According to the report, it was the new technologies deployed on the barrier that discovered two Palestinian attack tunnels the IDF destroyed in recent months.

A Hamas attack tunnel that entered Israeli territory from the Gaza Strip, which was destroyed by the IDF on December 10, 2017. (Israel Defense Forces)

On October 30, the army blew up one tunnel, which belonged to the Iran-backed Palestinian Islamic Jihad terrorist group. The tunnel started in the southern Gaza city of Khan Younis and extended into Israeli territory, ending near Kibbutz Kissufim. In the blast, 12 members of the group were killed, including two senior officers, along with two members of Hamas.

On December 10, the IDF destroyed another tunnel that began in Khan Younis, this one belonging to Hamas, which reached hundreds of meters inside Israel, the army said. The military used another, secret technique — not explosives — to destroy this second attack tunnel.

In the nearly two months since the army destroyed the Palestinian Islamic Jihad tunnel, there have been heightened tensions and a frequency of rocket attacks that hasn’t been seen since before the 2014 Gaza war.

The new underground barrier, which is estimated to cost upwards of NIS 3 billion ($851 million), is being built inside Israeli territory. The current metal fence surrounding the Strip, which lies exactly on the border, will remain in place while the new fence is built a few dozen meters inside Israel.

Military analysts suspect that, in light of the new barrier, Hamas is focusing more of its attention on developing an underground tunnel network within the Gaza Strip, as opposed to border-crossing tunnels.

Illustrative. A hydromill at a construction site in Tel Aviv. (Sharshar/Wikimedia/CC BY-SA 4.0)

In order to construct the underground barrier, workers are using a German hydromill, a powerful piece of drilling equipment that cuts deep, narrow trenches into the earth.

In addition to opening up the ground where the barrier will be constructed, the hydromill is expected to expose any previously undiscovered or newly dug Hamas tunnels that enter Israeli territory.

The space left behind by the hydromill — and any Hamas tunnels that get in the way — is then filled with a substance known as bentonite, a type of absorbent clay that expands when it touches water.

This is meant to prevent the trenches from collapsing, but also has the additional benefit of indicating the presence of a tunnel, as the bentonite would quickly drain into it.
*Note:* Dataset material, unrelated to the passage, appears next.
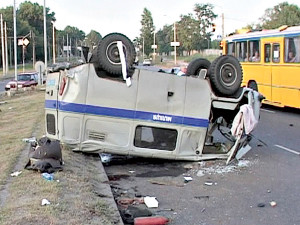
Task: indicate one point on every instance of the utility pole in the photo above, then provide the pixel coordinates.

Workers then pour regular concrete into the trench. Metal cages with sensors attached are then lowered into the concrete for additional support.
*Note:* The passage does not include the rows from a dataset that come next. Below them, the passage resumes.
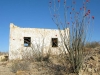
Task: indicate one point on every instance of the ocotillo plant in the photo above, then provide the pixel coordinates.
(78, 21)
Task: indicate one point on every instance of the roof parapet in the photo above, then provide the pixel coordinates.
(13, 26)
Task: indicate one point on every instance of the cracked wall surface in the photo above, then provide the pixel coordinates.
(40, 39)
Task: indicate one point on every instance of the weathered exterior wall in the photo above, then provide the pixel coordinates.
(16, 46)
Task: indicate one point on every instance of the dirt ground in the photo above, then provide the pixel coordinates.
(91, 66)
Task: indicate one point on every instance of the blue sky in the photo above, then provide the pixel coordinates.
(35, 14)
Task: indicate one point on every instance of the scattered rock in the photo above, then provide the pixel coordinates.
(22, 73)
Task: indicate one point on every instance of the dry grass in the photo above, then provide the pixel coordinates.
(19, 65)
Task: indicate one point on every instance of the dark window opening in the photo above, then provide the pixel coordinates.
(27, 41)
(54, 42)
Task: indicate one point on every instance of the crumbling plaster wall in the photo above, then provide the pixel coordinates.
(16, 46)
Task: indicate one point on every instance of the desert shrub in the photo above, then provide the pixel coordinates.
(92, 44)
(19, 65)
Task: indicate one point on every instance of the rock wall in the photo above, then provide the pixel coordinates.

In July 2014, Israel launched Operation Protective Edge in response to rocket fire from Gaza. During the 50-day campaign, the IDF destroyed some 14 tunnels that entered Israeli territory, along with 18 internal tunnels, and depleted Hamas’s weapons stores.

In the more than three years since the operation, the army has revealed that it found and destroyed at least four attack tunnels entering Israeli territory from the Gaza Strip, in April and May 2016, and in October and now December 2017.